China’s insurance industry held 15.12 trillion yuan in assets at the end of 2016, according to law firm Winston & Strawn. Encouraging Chinese insurers to buy the securities of listed companies is in line with President Xi Jinping’s recent call to support the private sector amid the pledged shares crisis.
Listed private companies and their large shareholders have been a major source of volatility in China’s stock market this year. The government’s crackdown on shadow banking and heightened regulatory scrutiny of the financial sector has led to a liquidity crunch that’s left cash-strapped businesses and their owners struggling to get money and refinance their debts.
With alternative funding channels drying up, many major shareholders pledged a large portion of their holdings as collateral for loans. As the stock market slid, they had to hand over more shares or cash to compensate lenders for falling prices. Many faced the prospect of losing control of their firms and some sold their stakes to the state sector, including local government bodies, to raise funds.

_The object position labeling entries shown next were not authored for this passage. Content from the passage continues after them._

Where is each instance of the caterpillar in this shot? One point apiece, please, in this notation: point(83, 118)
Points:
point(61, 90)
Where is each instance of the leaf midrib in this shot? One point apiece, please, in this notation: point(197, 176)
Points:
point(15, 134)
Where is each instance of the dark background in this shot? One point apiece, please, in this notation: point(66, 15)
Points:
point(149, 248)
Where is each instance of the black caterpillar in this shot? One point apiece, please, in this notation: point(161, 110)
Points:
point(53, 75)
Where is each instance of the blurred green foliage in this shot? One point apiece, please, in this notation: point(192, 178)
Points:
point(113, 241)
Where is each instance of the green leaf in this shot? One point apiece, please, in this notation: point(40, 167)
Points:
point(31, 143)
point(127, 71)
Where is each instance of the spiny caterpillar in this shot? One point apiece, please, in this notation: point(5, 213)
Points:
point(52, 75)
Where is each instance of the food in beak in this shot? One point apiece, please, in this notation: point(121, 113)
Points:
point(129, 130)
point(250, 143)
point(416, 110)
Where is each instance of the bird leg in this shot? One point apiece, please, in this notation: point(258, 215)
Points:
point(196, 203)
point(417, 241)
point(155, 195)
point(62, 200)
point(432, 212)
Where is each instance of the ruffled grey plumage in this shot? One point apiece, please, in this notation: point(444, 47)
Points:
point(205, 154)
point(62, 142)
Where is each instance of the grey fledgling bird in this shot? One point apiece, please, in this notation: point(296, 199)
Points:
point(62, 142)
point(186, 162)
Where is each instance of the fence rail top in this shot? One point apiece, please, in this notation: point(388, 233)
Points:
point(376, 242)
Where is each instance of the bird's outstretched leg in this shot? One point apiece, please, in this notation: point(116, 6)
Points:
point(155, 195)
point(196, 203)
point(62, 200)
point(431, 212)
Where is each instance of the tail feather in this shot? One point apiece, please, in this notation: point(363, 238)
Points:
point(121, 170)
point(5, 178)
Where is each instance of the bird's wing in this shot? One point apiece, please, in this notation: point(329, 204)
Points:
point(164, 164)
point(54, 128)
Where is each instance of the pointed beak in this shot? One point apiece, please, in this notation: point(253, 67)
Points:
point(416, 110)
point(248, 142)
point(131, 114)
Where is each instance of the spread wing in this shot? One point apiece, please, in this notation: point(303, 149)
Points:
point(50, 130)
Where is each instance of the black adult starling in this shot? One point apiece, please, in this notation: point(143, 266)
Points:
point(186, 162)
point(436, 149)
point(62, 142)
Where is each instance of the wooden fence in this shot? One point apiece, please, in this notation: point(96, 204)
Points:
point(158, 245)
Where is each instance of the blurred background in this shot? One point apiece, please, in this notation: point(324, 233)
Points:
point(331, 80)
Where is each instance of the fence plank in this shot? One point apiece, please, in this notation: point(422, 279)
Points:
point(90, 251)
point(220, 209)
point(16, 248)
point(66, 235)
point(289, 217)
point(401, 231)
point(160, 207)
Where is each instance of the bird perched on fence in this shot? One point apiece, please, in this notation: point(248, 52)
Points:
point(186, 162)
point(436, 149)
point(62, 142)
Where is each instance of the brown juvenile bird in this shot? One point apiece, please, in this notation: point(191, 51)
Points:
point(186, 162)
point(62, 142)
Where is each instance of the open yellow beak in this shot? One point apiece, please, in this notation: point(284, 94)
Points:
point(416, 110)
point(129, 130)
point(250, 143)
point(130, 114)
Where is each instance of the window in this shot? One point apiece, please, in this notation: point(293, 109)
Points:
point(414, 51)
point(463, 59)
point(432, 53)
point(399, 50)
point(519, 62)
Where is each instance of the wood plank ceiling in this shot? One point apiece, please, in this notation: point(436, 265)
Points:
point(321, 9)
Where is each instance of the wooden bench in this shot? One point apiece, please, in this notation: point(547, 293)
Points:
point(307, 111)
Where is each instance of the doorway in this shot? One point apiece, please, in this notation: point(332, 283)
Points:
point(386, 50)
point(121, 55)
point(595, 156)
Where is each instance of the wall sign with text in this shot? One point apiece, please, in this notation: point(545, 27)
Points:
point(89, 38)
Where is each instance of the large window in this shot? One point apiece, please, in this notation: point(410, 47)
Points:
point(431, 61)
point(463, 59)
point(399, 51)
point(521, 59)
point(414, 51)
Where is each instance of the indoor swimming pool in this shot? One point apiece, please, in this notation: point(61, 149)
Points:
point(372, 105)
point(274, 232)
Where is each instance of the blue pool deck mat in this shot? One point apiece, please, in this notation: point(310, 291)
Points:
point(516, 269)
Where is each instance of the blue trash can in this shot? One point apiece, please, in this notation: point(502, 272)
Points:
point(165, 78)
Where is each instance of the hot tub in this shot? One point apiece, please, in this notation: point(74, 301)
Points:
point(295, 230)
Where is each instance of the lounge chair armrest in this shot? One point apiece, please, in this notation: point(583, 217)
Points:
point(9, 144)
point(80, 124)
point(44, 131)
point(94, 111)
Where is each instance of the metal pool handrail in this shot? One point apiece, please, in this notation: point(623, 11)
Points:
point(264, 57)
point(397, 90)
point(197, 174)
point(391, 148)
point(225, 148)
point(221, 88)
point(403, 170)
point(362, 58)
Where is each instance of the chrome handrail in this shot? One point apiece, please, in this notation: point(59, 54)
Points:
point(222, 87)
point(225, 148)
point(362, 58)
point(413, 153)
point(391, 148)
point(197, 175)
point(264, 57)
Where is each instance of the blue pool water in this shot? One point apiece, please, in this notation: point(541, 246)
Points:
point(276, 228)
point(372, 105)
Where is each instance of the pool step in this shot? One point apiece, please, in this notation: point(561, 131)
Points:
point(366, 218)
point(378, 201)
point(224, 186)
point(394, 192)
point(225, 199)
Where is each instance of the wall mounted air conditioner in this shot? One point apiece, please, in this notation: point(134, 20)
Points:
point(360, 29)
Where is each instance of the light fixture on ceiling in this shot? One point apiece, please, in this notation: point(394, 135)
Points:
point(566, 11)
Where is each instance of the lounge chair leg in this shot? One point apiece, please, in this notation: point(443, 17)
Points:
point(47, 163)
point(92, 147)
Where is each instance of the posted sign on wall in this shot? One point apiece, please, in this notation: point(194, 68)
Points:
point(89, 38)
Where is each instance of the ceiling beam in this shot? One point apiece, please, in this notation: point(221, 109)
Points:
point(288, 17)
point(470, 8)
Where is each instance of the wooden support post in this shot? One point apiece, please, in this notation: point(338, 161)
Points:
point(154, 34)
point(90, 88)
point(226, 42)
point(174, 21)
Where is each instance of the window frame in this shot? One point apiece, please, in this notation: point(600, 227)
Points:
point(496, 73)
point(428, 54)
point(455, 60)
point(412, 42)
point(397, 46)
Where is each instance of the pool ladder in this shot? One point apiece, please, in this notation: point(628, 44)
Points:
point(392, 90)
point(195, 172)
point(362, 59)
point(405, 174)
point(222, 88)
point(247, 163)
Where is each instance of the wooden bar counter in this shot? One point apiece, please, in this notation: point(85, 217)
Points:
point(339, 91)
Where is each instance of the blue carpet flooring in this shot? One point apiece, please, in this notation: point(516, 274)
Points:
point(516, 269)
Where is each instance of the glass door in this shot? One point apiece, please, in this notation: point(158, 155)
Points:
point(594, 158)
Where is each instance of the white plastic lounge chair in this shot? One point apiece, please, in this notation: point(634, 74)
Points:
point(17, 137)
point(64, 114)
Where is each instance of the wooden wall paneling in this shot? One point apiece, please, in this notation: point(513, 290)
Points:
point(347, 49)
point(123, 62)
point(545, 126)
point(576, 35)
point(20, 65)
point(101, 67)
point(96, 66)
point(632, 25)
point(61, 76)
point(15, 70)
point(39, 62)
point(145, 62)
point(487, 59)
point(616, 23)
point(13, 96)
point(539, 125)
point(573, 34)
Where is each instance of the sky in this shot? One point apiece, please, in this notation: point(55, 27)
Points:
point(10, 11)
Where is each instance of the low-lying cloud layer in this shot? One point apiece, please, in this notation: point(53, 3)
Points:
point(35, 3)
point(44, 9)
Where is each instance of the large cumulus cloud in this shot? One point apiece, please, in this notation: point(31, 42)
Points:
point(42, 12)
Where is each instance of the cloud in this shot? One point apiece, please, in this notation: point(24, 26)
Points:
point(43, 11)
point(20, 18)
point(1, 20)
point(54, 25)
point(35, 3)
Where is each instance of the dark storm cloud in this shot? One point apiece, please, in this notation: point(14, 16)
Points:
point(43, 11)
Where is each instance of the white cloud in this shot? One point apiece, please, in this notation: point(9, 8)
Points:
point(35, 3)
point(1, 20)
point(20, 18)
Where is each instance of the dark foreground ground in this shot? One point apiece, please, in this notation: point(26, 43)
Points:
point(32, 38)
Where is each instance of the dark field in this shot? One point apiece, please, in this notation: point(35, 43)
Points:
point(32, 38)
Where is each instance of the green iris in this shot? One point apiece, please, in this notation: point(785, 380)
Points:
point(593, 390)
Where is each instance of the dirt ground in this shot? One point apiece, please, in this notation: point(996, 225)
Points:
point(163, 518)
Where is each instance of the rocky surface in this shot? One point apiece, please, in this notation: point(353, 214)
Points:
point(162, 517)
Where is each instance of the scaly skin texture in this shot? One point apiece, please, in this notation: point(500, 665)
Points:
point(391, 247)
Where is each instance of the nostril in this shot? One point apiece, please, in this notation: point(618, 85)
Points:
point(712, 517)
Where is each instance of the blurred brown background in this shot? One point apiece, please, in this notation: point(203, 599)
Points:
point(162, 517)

Brokerages and banks that lent money on the back of the pledged shares also started dumping the holdings to minimize their losses when borrowers failed to come up with the additional collateral or pay back their loans, creating a vicious cycle of downward pressure on share prices.
In a bid to bring the financial market back on track, the central bank, local governments and brokerages have been providing support to bail out the struggling companies.
The central bank has unveiled a new funding tool to provide temporary support for companies in need of cash. Yi Gang, the governor of the People’s Bank of China (PBOC), said earlier this month that the central bank has been planning to provide funds for a “private company equity financing support tool,” which will form part of a “three-pronged policy portfolio” to broaden the availability of financing for private firms.
Also, the PBOC said last month that it would offer cash for a plan to help private firms sell bonds. Caixin has learned that as part of the program, the PBOC will provide 10 billion yuan to state-owned China Bond Insurance Co. Ltd. to enhance its ability to provide insurance products for debt issued by private companies.
Brokerages have also come up with plans to invest a combined 21 billion yuan in a collective asset-management program to help listed companies ease liquidity crunches amid the recent market rout. Eleven brokerages have agreed to contribute to the program in its initial stage.
Local governments are also helping. A government investment arm in Shenzhen has been selling bonds to raise funds to bail out listed companies. Other local governments, including in Beijing and Shunde, a manufacturing hub in Guangdong in southern China, are also preparing capital support to ease liquidity crunches faced by listed companies.